Based on the foregoing, and the conclusion that Plaintiff lacks standing to assert the Americans with Disabilities Act claim he has alleged in this case, and that he has not stated plausible ADA and negligence claims based on the contents of Defendant's hotel's website, the Magistrate Judge
RECOMMENDS that Defendant's Motion to Dismiss (Document No. 18) be GRANTED and Plaintiffs' claims be DISMISSED WITH PREJUDICE.
The Clerk shall file this instrument and provide a copy to all counsel and unrepresented parties of record. Within fourteen (14) days after being served with a copy, any party may file written objections pursuant to 28 U.S.C. § 636(b)(1)(C), Fed R. Civ. P. 72(b), and General Order 80-5, S.D. Texas. Failure to file objections within such period shall bar an aggrieved party from attacking factual findings on appeal. Thomas v. Arn, 474 U.S. 140 (1985); Ware v. King, 694 F.2d 89 (5th Cir. 1982), cert. denied, 461 U.S. 930 (1983); Nettles v. Wainwright, 677 F.2d 404 (5th Cir. 1982) (en banc). Moreover, absent plain error, failure to file objections within the fourteen day period bars an aggrieved party from attacking conclusions of law on appeal. Douglass v. United Services Automobile Association, 79 F.3d 1415, 1429 (5th Cir. 1996). The original of any written objections shall be filed with the United States District Clerk.
See Order of Interim Suspension, No. PDJ-2018, dated July 11, 2018 (Ariz. July 11, 2018), a copy of which is attached as Exhibit 3 to Doc. No. 8. Although Plaintiff has primarily focused his litigation on state and federal courts in the Ninth Circuit, he has recently availed himself of federal courts in Texas.
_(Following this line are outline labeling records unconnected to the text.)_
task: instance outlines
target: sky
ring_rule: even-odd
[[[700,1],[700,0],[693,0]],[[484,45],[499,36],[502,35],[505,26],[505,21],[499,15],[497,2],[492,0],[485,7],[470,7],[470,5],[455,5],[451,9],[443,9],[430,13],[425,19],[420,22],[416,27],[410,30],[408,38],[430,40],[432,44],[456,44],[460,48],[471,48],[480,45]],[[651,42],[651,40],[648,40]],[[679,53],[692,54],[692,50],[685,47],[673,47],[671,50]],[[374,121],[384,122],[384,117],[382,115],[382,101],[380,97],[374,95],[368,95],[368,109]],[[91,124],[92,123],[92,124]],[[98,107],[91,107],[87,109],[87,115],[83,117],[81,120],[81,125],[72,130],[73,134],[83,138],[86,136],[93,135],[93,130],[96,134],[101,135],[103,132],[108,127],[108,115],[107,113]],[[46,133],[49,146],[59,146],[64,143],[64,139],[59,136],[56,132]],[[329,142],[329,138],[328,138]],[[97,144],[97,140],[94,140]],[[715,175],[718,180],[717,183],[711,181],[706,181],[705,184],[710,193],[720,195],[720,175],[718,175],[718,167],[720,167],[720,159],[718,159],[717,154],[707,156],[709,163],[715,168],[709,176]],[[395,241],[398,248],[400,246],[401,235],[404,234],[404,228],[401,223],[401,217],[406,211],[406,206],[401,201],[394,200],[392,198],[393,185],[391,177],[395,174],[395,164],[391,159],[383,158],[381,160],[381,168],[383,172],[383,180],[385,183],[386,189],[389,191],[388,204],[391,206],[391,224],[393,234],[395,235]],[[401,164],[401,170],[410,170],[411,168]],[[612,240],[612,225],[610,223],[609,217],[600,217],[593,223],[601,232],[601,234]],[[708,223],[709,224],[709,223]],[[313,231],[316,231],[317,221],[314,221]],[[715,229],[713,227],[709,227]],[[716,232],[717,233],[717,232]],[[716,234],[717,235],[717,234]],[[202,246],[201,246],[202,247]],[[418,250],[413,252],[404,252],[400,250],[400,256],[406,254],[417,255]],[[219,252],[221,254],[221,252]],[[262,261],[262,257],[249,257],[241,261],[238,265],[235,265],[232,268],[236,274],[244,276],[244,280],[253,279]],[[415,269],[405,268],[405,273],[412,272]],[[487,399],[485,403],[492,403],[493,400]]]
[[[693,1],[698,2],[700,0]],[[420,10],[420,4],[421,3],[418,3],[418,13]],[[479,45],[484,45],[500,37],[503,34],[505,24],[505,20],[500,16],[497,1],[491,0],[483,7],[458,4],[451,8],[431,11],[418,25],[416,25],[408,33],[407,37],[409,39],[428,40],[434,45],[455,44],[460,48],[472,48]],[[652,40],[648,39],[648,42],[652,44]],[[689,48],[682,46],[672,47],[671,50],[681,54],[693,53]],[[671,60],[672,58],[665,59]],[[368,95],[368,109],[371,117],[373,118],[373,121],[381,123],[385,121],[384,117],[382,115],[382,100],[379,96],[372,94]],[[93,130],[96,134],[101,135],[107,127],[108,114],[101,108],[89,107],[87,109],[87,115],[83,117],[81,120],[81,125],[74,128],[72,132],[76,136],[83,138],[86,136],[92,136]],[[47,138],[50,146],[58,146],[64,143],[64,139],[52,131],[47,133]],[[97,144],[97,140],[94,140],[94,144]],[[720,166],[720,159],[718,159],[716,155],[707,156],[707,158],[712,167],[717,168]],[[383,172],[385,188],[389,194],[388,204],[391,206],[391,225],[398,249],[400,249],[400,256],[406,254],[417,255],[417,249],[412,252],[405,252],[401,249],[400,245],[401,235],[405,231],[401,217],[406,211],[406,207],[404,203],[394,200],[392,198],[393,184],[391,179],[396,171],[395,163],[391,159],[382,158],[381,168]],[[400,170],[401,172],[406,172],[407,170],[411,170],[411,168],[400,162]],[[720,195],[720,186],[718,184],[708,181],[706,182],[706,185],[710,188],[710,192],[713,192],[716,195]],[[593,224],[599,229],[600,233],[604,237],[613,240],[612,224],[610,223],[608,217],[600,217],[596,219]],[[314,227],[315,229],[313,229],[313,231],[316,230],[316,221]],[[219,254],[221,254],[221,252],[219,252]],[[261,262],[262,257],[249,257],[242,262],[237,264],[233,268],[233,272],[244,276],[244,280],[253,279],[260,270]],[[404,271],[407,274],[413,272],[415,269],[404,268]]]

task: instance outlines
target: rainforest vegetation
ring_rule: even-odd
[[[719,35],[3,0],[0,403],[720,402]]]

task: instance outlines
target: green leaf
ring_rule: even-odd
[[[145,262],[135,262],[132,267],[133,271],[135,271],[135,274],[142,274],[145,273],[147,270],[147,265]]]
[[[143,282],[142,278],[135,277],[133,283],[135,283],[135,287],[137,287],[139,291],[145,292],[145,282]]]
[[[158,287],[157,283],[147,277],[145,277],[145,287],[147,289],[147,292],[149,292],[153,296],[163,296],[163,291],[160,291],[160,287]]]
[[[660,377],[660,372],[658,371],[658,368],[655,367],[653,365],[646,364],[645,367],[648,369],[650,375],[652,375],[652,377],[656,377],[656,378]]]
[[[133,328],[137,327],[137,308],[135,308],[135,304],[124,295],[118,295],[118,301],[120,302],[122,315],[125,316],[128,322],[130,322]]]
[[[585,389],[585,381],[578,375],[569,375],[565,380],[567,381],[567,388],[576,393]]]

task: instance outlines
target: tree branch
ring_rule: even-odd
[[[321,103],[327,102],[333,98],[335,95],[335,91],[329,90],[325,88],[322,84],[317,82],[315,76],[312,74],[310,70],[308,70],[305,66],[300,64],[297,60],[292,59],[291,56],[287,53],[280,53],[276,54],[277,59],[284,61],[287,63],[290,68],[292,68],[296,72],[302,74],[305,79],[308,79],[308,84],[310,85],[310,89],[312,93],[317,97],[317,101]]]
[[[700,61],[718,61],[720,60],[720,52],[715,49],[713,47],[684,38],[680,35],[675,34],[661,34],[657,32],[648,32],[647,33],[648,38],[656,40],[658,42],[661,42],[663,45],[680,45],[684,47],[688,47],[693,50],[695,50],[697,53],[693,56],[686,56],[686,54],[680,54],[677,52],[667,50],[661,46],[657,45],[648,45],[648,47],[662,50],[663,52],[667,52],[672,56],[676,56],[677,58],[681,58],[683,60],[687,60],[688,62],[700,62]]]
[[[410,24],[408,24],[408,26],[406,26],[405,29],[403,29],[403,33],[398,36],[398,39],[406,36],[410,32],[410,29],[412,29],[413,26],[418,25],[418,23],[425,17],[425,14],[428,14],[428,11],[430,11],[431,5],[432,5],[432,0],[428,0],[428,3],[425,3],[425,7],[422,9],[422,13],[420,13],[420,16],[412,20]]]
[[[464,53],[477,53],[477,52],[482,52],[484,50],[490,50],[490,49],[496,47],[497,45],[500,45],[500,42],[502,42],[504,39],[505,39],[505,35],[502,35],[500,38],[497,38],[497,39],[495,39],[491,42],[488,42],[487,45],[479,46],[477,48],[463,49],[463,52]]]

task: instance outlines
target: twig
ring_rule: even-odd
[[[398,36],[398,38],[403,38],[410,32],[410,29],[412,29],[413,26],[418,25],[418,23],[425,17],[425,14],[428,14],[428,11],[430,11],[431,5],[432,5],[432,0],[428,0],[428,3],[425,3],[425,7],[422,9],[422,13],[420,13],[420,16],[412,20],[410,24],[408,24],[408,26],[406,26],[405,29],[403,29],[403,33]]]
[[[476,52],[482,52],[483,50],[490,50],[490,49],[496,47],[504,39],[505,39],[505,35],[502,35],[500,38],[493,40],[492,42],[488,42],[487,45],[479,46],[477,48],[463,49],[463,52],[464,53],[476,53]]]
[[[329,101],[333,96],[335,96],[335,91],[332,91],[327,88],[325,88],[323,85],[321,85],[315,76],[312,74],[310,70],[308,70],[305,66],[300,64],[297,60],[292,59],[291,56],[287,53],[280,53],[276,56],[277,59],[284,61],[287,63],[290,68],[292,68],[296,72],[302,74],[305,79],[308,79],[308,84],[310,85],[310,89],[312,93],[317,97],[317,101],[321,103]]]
Given the multiplicity of suits filed by Strojnik, which may suffer the same lack of standing issue addressed herein, it may be that Strojnik should be treated as a vexatious litigant. See, e.g., Tex. Civ. Prac. & Rem. Code § 11.001, et seq.; Alliance Riggers & Constructors, Ltd. V. Restrepo, No. 3:14-cv-00408-DCG, 2015 WL 966324, at *2 (W.D. Tex. Jan 8, 2015).